Multimodal advanced neuromonitoring also includes methods such as jugular venous oximetry, brain tissue oxygen tension monitoring (PbtO2), cerebral micro dialysis and thermal diffusion flowmetry [29]. Since these methods are not available in our center, they cannot be used for patient evaluation and are rare in hospitals.
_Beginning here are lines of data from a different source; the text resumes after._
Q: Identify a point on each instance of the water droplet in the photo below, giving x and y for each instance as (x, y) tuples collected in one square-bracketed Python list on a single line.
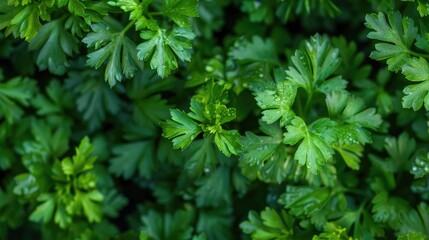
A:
[(209, 69)]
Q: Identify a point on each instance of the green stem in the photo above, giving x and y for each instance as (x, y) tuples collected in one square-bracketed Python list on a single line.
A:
[(155, 13), (417, 54), (129, 25), (307, 103)]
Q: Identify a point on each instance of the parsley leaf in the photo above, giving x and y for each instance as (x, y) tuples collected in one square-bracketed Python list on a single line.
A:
[(111, 44), (266, 156), (256, 50), (181, 128), (94, 98), (180, 10), (313, 68), (270, 224), (132, 157), (162, 47), (416, 70), (55, 44), (168, 226), (397, 35), (305, 200), (349, 111), (277, 102), (313, 151), (15, 91)]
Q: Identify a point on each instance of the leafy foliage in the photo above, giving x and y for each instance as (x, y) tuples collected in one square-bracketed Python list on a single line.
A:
[(206, 120)]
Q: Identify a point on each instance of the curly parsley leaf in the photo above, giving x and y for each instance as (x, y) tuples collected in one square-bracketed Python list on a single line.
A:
[(313, 151), (277, 101), (136, 9), (162, 47), (111, 45), (266, 157), (180, 11), (94, 97), (55, 44), (159, 226), (24, 20), (353, 119), (181, 128), (255, 50), (416, 70), (270, 224), (313, 69), (397, 35), (132, 157), (14, 92), (305, 200)]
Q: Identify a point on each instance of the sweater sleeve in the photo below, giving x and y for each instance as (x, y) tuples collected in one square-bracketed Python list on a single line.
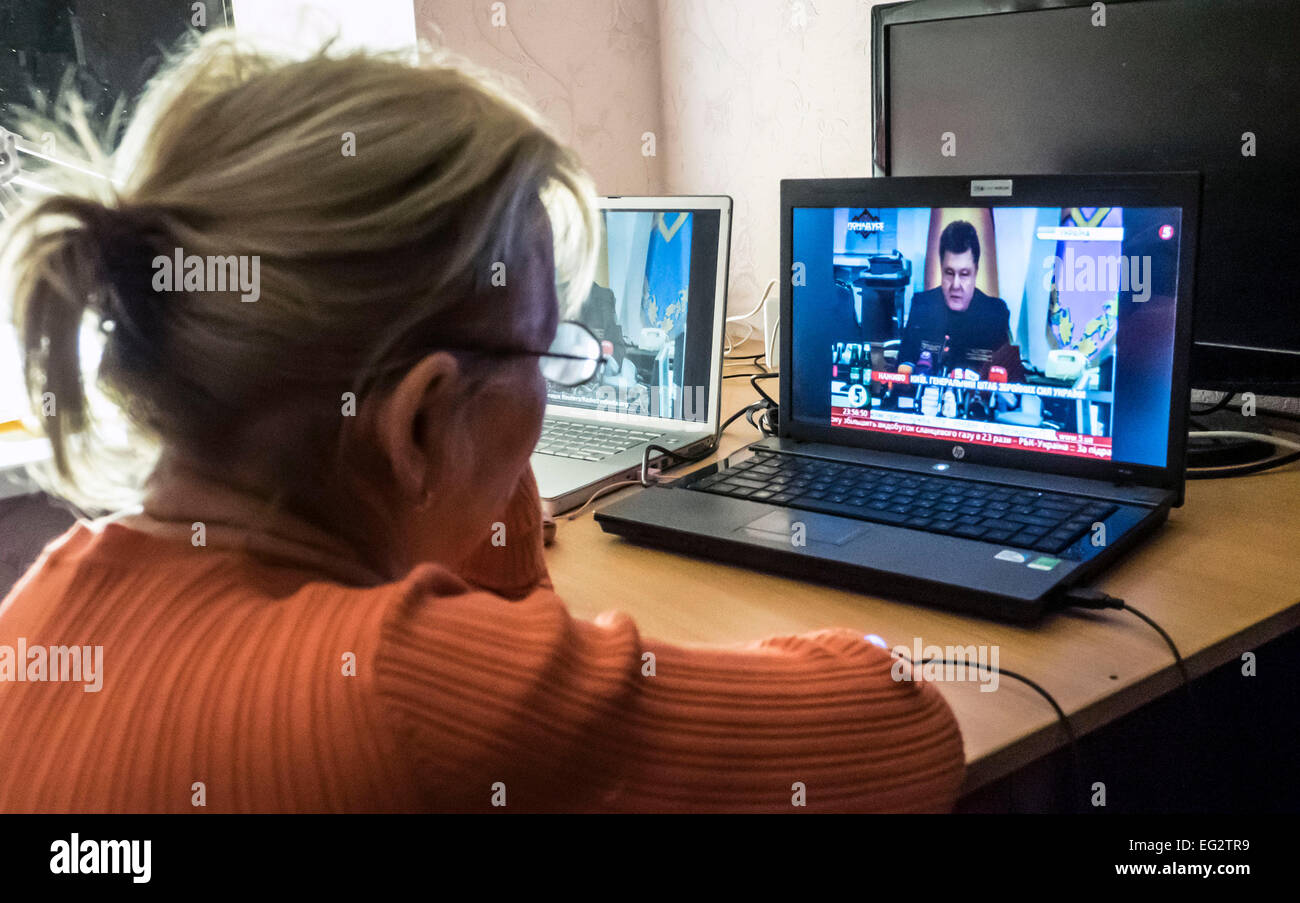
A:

The limitations of our study are the low number of patients, the low mortality rate, the inability to analyze the factors affecting mortality, the inability to compare noninvasive and invasive ICP measurements due to the inability to insert an invasive ICP monitoring catheter, and the lack of transcranial Doppler measurements. Our study was conducted retrospectively, and ICP values were obtained by calculating noninvasively measured ONSD values. Prospective studies with a large number of patients are needed to address this issue.
Severe TBI is often complicated by cerebral hypoxia, hypoperfusion, and edema, leading to secondary neurologic injury and worse outcome. The aim of multidimensional follow-up in traumatic brain injury is to protect the brain from both primary and secondary damage. In our study, we aimed to evaluate the monitoring methods of critically ill children who were followed up in our PICU due to TBI.